Afkortingen

BE: Broodeenheid

Een meeteenheid voor de bepaling van de hoeveelheid koolhydraten. 1 BE komt overeen met 12 g.

CC: Carbohydrate Choice (koolhydratenkeuze)

Een meeteenheid voor de bepaling van de hoeveelheid koolhydraten. 1 CC komt overeen met 15 g.

CGM: Continuous Glucose Monitoring (continue glucosemonitoring)

Een systeem voor het meten van glucosespiegels door middel van een kleine sensor die onder de huid is geplaatst en het weergeven van deze glucosespiegels in een app.

g: Gram

Een metrische eenheid van massa die gelijk is aan een duizendste van een kilogram.

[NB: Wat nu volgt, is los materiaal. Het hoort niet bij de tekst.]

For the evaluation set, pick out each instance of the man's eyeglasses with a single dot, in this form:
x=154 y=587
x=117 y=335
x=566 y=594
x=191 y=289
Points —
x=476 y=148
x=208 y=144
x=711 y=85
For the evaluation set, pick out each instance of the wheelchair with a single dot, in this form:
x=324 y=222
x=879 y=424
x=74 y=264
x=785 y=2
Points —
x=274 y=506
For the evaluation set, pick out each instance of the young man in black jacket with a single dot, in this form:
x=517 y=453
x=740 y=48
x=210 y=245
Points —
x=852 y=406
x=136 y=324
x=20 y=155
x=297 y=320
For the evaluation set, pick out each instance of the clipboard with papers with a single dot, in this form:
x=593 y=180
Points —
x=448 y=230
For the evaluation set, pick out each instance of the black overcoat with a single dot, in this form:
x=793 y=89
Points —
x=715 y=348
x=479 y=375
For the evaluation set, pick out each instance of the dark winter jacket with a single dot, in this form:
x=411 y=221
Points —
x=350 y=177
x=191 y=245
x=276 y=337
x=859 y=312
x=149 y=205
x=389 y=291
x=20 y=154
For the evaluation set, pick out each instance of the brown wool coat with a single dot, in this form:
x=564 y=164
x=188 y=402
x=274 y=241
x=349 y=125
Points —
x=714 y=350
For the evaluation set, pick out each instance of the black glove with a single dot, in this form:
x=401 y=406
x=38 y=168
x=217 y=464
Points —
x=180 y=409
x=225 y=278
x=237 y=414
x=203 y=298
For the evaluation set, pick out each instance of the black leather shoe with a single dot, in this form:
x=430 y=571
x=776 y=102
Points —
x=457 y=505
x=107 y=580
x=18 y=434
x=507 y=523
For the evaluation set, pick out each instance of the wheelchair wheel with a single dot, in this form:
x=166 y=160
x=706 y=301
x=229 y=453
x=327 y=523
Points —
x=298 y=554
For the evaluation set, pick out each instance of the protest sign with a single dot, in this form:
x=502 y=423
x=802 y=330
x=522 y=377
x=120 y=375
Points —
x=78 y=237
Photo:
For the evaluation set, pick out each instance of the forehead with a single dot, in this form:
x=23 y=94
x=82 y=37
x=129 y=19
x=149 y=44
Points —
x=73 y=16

GMI: Glucosemanagementindicator

Deze waarde wordt berekend uit je gemiddelde glucosewaarde en schat je HbA1c.

KE: Koolhydraateenheid

Een meeteenheid voor de bepaling van de hoeveelheid koolhydraten. 1 KE komt overeen met 10 g.

MAD: Mean Absolute Deviation (gemiddelde absoluut verschil)

Het gemiddelde van de absolute afwijkingen van de continue glucosewaarden van de gelijktijdig gemeten bloedglucosewaarden.

MARD Mean Absolute Relative Deviation (gemiddeld absoluut relatief verschil)

MARD is het gemiddelde van de absolute relatieve afwijkingen van de continue glucosewaarden van de gelijktijdig gemeten bloedglucosewaarden.

OS: Besturingssysteem

Een verzameling software die hardwarebronnen van computers en mobiele apparaten beheert en algemene diensten levert voor computerprogramma’s en apps.

U: Eenheden

Een meetstandaard van een fysieke hoeveelheid.